The omission of the word best in this discussion in combination with the phrase that are otherwise inexplicable puts the bar above that which is stated by the fellows at discovery.org. IOW, they are not claiming that there are not other explanations, but that the best explanation is by an intelligent cause. I think your last wording was getting much closer, PatrickHenry!
I suggest amending and revising your last definition as follows:
see my #1665 for possible ways to view...in addition to your perspective which also has merit. Thanks.
Like many terms in the bible there is room for multiple meanings of church. Body of believers. Gathering of Christians and non-Christians that either aren't evident or who are openly inquiring into the gospel. Many are called but not chosen. Called out = ekklesia. It might even be possible to escape the pollution of the world by knowing Jesus then get entangled again (wiser souls than I can debate whether that's an 'ypothetical).
Well, the letters to the churches in the book of revelation, is relevant today, for all the churches are the same, no matter where in time they exist. If the lamp is taken away from them, it is because they deserve it. The virgins who trim their lamps are advised to be somewhere else.
I'm not trying to wrench up the defining, but have you all previously agreed to what is meant by "intelligent." If so, can you ping me to it? Thanks.
Yes, Jesus speaks of that somewhere, sweeping out the house of demons, then they come back and are worse than before.
And somehow, the virgins who have no oil are excluded. A caution worth listening to.
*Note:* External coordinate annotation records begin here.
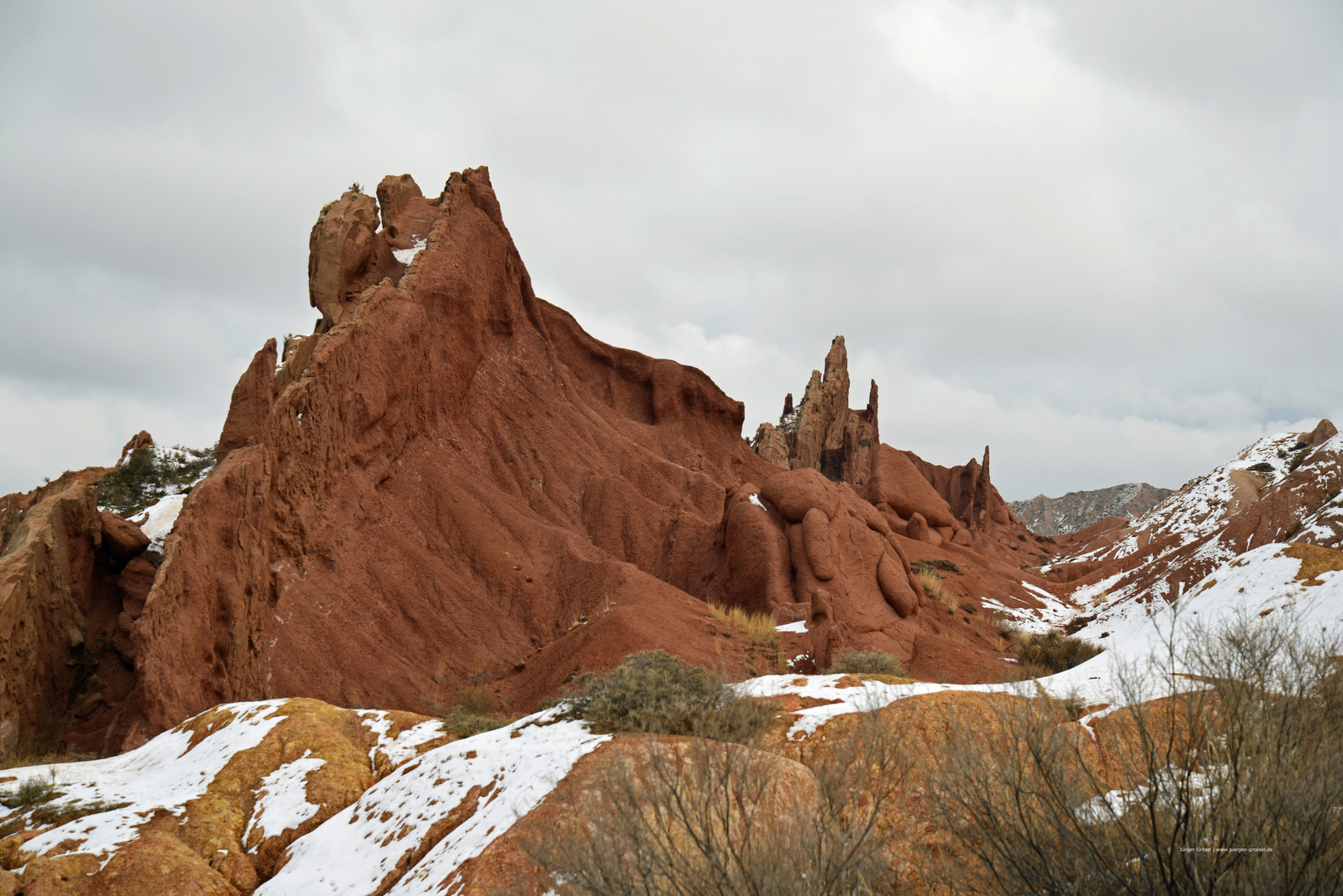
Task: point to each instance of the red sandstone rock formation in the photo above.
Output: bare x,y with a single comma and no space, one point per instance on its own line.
823,433
452,479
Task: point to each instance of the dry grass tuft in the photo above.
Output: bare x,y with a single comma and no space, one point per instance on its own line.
759,627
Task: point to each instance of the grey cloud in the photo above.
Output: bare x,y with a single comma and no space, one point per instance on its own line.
1069,226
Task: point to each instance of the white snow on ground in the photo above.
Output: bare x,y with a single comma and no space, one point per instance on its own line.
508,772
497,777
1258,585
1054,614
165,774
403,746
282,800
161,776
158,519
1199,507
408,256
1326,525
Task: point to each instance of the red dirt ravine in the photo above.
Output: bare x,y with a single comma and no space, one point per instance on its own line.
453,479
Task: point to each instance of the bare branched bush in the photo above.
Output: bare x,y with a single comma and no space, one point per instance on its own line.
681,817
1233,786
873,663
1047,655
653,692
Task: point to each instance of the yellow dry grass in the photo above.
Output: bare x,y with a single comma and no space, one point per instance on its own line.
931,583
758,627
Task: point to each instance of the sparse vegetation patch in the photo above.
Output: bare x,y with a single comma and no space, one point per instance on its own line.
654,692
873,663
152,473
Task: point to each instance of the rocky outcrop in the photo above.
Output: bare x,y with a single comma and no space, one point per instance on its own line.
67,577
1080,509
140,440
215,805
46,589
1277,489
969,492
249,409
453,480
453,477
823,433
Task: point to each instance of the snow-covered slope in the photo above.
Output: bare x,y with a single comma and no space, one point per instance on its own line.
1204,504
430,811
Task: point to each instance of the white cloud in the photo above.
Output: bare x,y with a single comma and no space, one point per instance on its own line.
1111,249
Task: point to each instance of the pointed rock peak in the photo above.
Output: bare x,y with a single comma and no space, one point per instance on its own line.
393,195
837,359
1323,431
137,441
823,433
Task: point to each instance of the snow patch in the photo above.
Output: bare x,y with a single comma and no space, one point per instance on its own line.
500,776
408,256
165,774
159,519
282,800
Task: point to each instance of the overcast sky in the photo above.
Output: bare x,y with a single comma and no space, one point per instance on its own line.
1101,236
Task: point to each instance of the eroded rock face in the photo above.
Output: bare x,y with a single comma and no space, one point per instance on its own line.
456,477
345,256
46,585
452,480
823,433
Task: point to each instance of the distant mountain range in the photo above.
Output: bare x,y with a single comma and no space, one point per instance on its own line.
1079,509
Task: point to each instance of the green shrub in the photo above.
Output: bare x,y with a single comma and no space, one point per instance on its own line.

I perceive two visions here about what Science is expected to do. One surveys the scene at each point in its inquiry and tries to make the most likely judgment about what's the case (to date, it's that I won't win the Powerball, unless I get a friend on the ball drawing team), the other takes an 'ypothesis and drills down to the bitter end before starting up with another (keep buying those Powerball tickets, I have an unbustable budget, and we'll see if I ever win before I die).
And yes, I expect we will need to define all the component concepts as well: intelligence, causation, life v non-life, undirected process.
According to the Inquisition.
Someone has to win this tug of war over the definition of what a Roman Catholic is, and if push came to shove the smart money would be on Rome. They're an authoritarian, highly hierarchical church, and have been so ever since mixing up with the Roman emperor for the first time. Surprise. not
The catholic church has also spewed out dissident sects to become other religions a fair number of times. I'm not going to be overly surpised if the next half-century sees this happening again.
The analogy goes so far, and then we can see no more. Were the unwatchful virgins called upon later for some other reason? The story doesn't go past the big event of the coming of the bridegroom, who states he never knew them. Wiser souls than I can debate such details. I know I would not want to miss the second coming even if other chances follow.
My idea in using the expression "features or processes that are otherwise inexplicable" seems (at least to me) to cover the issue of "best." If there's no natural explanation, then the ID hypothesis is the only explanation that's left to explore.
If we do what the Discovery Institute does, and phrase it so that although there may be natural causes, the ID explanation is (somehow) judged to be "best," then we may as well amend all scientific theories to say: "... but to some, ID is preferable." I regard that as a giant step backwards.
The historical changes of how we "do" science is a fascinating subject sometimes visited by betty boop on these threads. I'm hoping she'll add some of her wisdom here.
IMHO, the emphasis on scientific materialism has caused tunnel vision in the United States as compared to former Soviet countries and Asia.
I have heard that the entry of the wise virgins might only temporarily exclude the unwise. Others see the unwise as not possessed of a true faith; therefore, not really Christian to begin with.